A review of Generative Adversarial Networks

A review on Generative Adversarial Networks

How did the GANs change the way machine learning works?

Jun 15 ·5min read

The history of deep learning has shown to be a bit unusual. Many practices, such as convolutional neural networks, invented in the 80s, had a comeback only after 20 years. While most of the methods had a comeback, Generative Adversarial Networks were one of the most innovative techniques to happen to deep learning in the past ten years. While discriminative networks with propagation and dropout algorithms with a well-behaved gradient shown to be very successful, it was not the same case with generative networks. Deep generative networks had issues with approximating intractable probabilistic computations during the estimation of maximum likelihood. Furthermore, it can not leverage the benefits of linear units in a generative context. GANs came to assist the field with these two issues while bringing both a generative and a discriminative network together.

GANs were first proposed by Goodfellowet al. [1] at the University of Montreal. The basic framework contains a generator working against an adversary, while the discriminator learns to tell if a sample belongs the data distribution or from the generative network. The idea is for these two networks to get better while competing against each other.

The most straightforward modelling is having both the discriminator and generator as a multilayer neural network. The generator learns the mapping from a latent space to data distribution, tending to become similar to the ground data distribution. The discriminator, on the other hand, tries distinguishing between real data distribution and what was generated from the generator. The goal of the generative network is to trick the discriminator into thinking that the novel data produced is coming from true data distribution; this way, it increases the discriminator’s error rate.

Figure 1: Building blocks of a GAN ( https://mc.ai/deep-convolutional-generative-adversarial-networksdcgans/ )

We should emphasise that the role of GAN is not to reproduce data used during training, instead to produce new data. We can describe it as a two-person game, these two networks opposing each-other, meaning that the end goal is achieving an equilibrium in which these trained networks have the best response to each other. At this point, they can not improve anymore, and the training stops. However, such an equilibrium is difficult to be achieved and even less maintained, and this is the first issue with GANs. Another problem is that there is no way to validate if the generator has learned to produce a distribution similar to real-life data distribution in a held-out dataset like other deep learning techniques.

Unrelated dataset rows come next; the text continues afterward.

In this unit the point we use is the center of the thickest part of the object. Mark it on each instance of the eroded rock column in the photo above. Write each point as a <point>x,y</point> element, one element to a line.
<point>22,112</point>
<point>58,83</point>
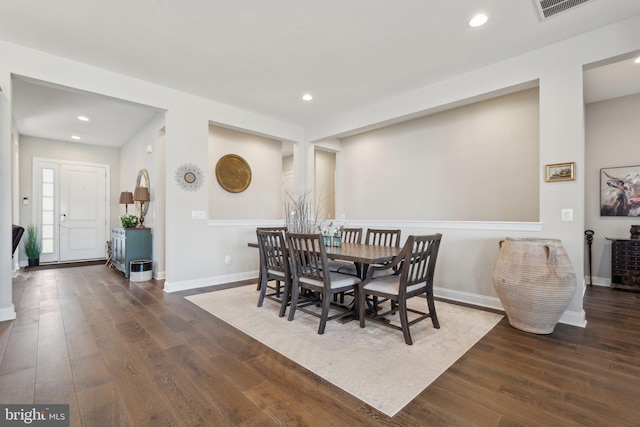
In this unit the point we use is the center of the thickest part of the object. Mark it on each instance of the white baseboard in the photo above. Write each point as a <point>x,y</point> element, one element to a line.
<point>170,287</point>
<point>599,281</point>
<point>569,317</point>
<point>7,313</point>
<point>572,318</point>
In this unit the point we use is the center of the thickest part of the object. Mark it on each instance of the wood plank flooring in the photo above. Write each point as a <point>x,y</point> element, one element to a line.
<point>128,354</point>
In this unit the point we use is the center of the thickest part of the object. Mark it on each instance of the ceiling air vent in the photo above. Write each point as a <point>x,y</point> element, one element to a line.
<point>549,8</point>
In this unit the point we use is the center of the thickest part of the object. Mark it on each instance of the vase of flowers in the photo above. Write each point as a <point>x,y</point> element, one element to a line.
<point>129,220</point>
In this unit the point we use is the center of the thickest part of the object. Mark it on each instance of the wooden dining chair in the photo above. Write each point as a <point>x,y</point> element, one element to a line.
<point>281,229</point>
<point>274,266</point>
<point>349,235</point>
<point>310,272</point>
<point>417,263</point>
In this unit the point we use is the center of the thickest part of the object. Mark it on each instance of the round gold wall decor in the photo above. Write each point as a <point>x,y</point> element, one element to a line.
<point>233,173</point>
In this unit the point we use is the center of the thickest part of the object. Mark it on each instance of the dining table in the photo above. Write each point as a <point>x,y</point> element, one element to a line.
<point>361,254</point>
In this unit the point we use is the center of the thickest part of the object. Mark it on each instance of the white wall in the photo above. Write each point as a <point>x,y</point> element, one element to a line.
<point>133,157</point>
<point>475,163</point>
<point>325,183</point>
<point>611,137</point>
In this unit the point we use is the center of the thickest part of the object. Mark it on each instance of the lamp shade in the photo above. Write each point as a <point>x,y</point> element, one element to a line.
<point>141,194</point>
<point>126,198</point>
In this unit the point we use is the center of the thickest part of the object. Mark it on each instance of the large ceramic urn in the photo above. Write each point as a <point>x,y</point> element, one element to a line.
<point>535,282</point>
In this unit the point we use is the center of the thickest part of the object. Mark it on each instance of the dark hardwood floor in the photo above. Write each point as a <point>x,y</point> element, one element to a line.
<point>127,354</point>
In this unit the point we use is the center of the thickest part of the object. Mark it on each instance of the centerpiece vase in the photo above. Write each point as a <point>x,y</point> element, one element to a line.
<point>535,282</point>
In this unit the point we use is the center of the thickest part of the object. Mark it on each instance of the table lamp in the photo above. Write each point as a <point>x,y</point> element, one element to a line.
<point>141,195</point>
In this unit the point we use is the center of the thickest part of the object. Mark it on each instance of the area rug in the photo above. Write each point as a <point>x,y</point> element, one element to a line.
<point>373,364</point>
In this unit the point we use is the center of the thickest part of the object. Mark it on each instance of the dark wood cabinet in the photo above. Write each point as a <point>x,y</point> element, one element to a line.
<point>625,264</point>
<point>129,244</point>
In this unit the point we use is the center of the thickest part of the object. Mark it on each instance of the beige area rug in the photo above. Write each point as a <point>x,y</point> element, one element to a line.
<point>373,364</point>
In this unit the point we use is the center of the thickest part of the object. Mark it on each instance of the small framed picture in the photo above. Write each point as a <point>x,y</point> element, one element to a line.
<point>561,172</point>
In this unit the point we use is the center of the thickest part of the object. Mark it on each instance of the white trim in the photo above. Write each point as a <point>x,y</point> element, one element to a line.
<point>209,281</point>
<point>455,225</point>
<point>599,281</point>
<point>468,298</point>
<point>246,223</point>
<point>8,313</point>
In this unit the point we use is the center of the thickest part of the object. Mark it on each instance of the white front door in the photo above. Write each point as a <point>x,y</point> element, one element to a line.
<point>72,208</point>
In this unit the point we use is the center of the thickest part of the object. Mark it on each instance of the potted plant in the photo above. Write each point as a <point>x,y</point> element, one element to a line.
<point>33,246</point>
<point>129,220</point>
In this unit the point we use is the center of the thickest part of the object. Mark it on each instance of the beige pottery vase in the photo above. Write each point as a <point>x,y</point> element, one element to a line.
<point>535,282</point>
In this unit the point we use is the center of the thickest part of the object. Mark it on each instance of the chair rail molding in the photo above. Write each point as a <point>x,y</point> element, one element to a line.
<point>449,225</point>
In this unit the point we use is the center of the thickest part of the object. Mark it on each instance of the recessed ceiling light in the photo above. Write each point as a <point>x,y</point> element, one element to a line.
<point>478,20</point>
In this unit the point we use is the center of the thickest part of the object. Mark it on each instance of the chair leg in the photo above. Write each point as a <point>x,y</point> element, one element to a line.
<point>404,322</point>
<point>294,300</point>
<point>326,304</point>
<point>286,295</point>
<point>263,289</point>
<point>360,301</point>
<point>432,310</point>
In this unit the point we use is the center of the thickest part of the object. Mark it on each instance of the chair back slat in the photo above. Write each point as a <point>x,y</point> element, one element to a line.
<point>352,235</point>
<point>420,254</point>
<point>381,237</point>
<point>273,251</point>
<point>308,256</point>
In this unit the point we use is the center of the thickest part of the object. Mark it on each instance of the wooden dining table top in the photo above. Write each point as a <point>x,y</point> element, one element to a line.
<point>363,253</point>
<point>359,252</point>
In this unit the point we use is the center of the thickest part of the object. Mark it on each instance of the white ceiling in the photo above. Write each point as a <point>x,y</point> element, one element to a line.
<point>264,55</point>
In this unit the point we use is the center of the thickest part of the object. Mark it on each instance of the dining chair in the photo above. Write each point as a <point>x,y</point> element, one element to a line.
<point>417,263</point>
<point>283,230</point>
<point>274,265</point>
<point>349,235</point>
<point>310,272</point>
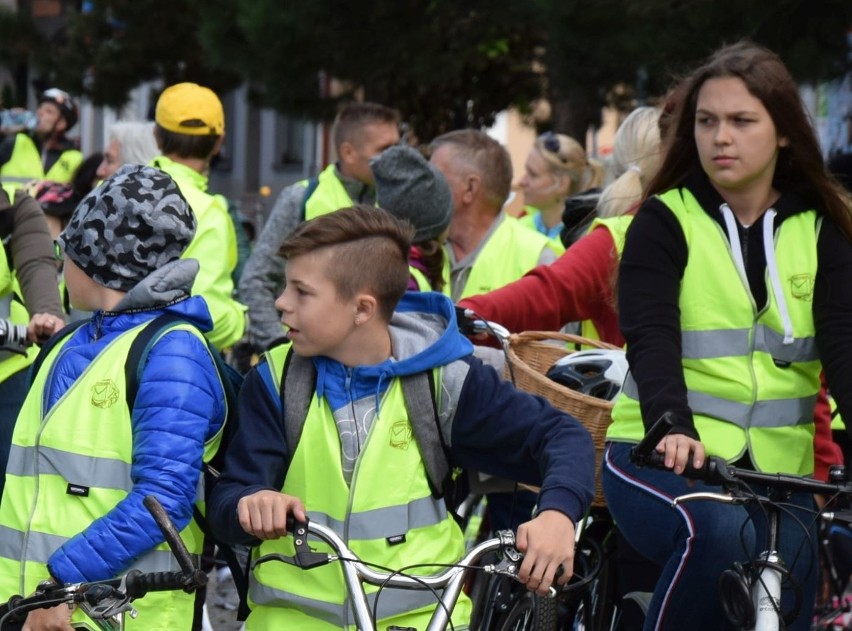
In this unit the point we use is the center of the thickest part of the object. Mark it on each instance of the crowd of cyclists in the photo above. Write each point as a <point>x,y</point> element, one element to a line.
<point>714,248</point>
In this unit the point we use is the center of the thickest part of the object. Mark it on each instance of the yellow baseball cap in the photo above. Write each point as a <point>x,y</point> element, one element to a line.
<point>191,109</point>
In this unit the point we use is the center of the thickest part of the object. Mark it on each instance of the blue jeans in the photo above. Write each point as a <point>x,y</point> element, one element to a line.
<point>695,542</point>
<point>13,391</point>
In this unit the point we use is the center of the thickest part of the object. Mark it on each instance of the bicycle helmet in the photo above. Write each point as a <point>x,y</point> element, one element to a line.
<point>598,372</point>
<point>62,100</point>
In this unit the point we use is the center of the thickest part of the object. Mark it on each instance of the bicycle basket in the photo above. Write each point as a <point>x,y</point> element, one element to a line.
<point>531,354</point>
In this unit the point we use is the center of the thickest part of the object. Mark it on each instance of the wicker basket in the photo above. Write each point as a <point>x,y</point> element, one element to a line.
<point>530,355</point>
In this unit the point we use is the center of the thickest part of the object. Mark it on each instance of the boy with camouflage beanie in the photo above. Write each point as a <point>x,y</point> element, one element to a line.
<point>92,458</point>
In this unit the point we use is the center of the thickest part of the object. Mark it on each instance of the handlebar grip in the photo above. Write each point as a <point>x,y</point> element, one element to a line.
<point>138,584</point>
<point>170,533</point>
<point>645,447</point>
<point>656,460</point>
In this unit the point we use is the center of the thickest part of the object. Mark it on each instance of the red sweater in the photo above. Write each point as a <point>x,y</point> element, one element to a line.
<point>577,286</point>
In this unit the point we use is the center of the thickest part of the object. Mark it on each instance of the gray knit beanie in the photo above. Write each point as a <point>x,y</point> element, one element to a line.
<point>134,223</point>
<point>412,189</point>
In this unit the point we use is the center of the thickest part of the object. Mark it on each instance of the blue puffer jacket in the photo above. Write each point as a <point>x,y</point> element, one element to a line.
<point>179,405</point>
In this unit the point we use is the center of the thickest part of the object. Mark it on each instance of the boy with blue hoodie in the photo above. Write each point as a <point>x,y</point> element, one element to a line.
<point>82,461</point>
<point>356,466</point>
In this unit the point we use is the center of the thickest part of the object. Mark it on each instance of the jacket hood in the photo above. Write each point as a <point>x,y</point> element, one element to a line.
<point>424,335</point>
<point>171,282</point>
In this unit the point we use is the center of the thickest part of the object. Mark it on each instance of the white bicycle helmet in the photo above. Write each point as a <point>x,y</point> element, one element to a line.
<point>598,372</point>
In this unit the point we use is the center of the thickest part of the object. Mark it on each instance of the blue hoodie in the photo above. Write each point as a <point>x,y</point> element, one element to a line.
<point>488,425</point>
<point>179,405</point>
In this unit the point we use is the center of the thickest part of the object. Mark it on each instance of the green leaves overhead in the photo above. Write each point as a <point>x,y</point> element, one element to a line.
<point>444,63</point>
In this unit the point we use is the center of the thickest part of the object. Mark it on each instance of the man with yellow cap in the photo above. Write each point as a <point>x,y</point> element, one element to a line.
<point>190,128</point>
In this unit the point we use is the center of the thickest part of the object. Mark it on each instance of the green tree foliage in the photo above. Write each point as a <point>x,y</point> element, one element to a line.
<point>117,44</point>
<point>444,64</point>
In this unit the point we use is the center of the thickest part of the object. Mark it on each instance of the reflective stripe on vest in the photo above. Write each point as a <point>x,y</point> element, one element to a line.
<point>329,195</point>
<point>736,367</point>
<point>63,169</point>
<point>24,165</point>
<point>71,465</point>
<point>387,515</point>
<point>510,252</point>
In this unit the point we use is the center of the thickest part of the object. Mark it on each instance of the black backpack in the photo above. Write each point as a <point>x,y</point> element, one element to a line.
<point>232,380</point>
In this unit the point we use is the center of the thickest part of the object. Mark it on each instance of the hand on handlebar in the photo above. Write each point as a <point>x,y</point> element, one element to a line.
<point>547,543</point>
<point>42,326</point>
<point>264,514</point>
<point>677,449</point>
<point>54,619</point>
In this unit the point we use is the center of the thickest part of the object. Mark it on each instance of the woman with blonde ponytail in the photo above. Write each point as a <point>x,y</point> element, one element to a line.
<point>557,168</point>
<point>578,286</point>
<point>635,160</point>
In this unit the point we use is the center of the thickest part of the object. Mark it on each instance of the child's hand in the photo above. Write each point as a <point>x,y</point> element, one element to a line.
<point>547,542</point>
<point>264,514</point>
<point>54,619</point>
<point>42,326</point>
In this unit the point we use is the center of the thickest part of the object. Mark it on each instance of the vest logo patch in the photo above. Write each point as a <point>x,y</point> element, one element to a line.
<point>104,393</point>
<point>802,287</point>
<point>400,435</point>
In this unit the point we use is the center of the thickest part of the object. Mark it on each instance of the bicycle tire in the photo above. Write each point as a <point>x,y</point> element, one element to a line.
<point>530,612</point>
<point>596,608</point>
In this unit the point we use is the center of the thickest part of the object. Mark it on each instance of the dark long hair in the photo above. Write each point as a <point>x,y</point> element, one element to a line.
<point>800,167</point>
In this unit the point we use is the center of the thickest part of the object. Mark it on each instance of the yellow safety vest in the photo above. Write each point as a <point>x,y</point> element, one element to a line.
<point>329,195</point>
<point>214,246</point>
<point>617,227</point>
<point>528,221</point>
<point>85,440</point>
<point>386,515</point>
<point>24,165</point>
<point>740,399</point>
<point>64,168</point>
<point>12,309</point>
<point>510,252</point>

In the original paper, it is experimentally shown that the amount of data and the depth of the network plays a huge role in a better performance. When the data point is an image that would mean that the amount of data should be exponential to the number of pixels. Given that images have hundreds/thousands of pixels that would mean better results are achieved in nets that can not be implemented yet with the available computational power and data.

GANs application has been extensive, from art, fashion, advertising, science to video games. However, these networks have also been adopted for malicious intents such as creating fake social media profiles using synthesised images produced with GANs. As we can see, its application is more extensive in the field of computer vision.

uQbENfz.png!web

Figure 2: A road map of GANs since the original paper, inspired by [9]

In Figure 1 a road map of GANs starting from the original paper is given. Because of the page limitation, I will list the mentioned methods briefly and what they tackle — many papers proceeding original work focus in modification during the training process.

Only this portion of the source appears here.